5. What system maintenance and support needs would a county expect for FIDO after

implementation, and what are the costs?

6. How many system users will need to be trained for each “module” of the system, and how much

training will be needed (training needs)?

Answers to these questions will naturally depend on the circumstances of particular counties and the

cost models of the vendors who provide these services. Addressing them thoroughly in advance,

however, will be essential to a successful indigent defense process management project.

The FIDO system offers a comprehensive set of indigent defense process management tools that

provide a county with the opportunity to centralize and analyze indigent defense data, ensure a fair and

neutral appointment process, more efficiently process attorney fee vouchers, and monitor compliance

with the requirements of the Fair Defense Act.

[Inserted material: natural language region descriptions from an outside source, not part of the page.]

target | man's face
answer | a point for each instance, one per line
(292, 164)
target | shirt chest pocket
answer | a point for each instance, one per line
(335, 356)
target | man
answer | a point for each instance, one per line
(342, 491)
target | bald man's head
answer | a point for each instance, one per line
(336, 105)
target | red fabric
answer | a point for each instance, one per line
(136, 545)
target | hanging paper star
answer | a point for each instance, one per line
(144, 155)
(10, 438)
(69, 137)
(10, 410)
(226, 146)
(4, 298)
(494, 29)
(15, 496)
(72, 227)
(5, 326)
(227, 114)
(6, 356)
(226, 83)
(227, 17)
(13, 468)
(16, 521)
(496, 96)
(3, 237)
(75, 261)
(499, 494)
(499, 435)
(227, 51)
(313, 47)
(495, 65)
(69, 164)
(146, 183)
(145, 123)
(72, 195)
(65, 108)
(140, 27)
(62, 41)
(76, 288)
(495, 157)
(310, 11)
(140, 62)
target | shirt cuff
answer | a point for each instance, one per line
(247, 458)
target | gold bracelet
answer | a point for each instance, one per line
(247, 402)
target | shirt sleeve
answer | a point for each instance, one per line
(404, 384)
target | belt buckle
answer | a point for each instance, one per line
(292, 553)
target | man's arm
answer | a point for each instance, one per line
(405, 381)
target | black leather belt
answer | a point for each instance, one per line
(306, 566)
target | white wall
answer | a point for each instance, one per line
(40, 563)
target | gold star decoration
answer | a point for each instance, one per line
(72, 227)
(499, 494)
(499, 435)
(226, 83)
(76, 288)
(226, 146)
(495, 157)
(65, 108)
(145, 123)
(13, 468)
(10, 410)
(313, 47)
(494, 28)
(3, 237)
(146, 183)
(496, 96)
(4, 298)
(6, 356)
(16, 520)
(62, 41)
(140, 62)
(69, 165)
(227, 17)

Moreover, the comprehensive analysis of Bell County’s

indigent defense system and the commitment among stakeholders to help understand each other’s

processes and improve the system made possible an application of technology that helped to transform

the culture in a positive way.

While the Technology Services Department in Bell County has recommended that the design and

functionality of FIDO should be reworked and hosted in the county’s new in-house system, key county

stakeholders have pointed out that no final decision has been made and that other options are being

reviewed. Other stakeholders support the continued usage of FIDO as originally envisioned. District

Judge Fancy Jezek described these deliberations in the county’s response to the draft report:

“From the inception, FIDo was to be a "portable web-based indigent defense solution." Obviously Bell County is mindful of the costs of maintaining and updating the system. Currently the county is participating in the Conference of Urban Counties' TechShare Program to determine the feasibility of offering the FIDo system to other counties. No decision has been made or is apt to be made in the near future that FIDo will be reproduced and hosted in the county's new in-house system. Bell County is hopeful that the CUC through TechShare can extend FIDo to a sufficient number of participating counties such that the program will be maintained as it was designed. While stakeholders within Bell County envision the future of FIDo very differently, the County is mindful of the original intent of the grant and is pursuing options to continue operation of the program as was contemplated by the grant.”

As the future of the system in Bell County is still being considered, other counties may consider pursuing

implementation of FIDO as an instance of the web-based system that exists today. While robust system

integration of FIDO has not yet been demonstrated, the system’s core functionality can provide

substantial benefits for a county’s indigent defense system.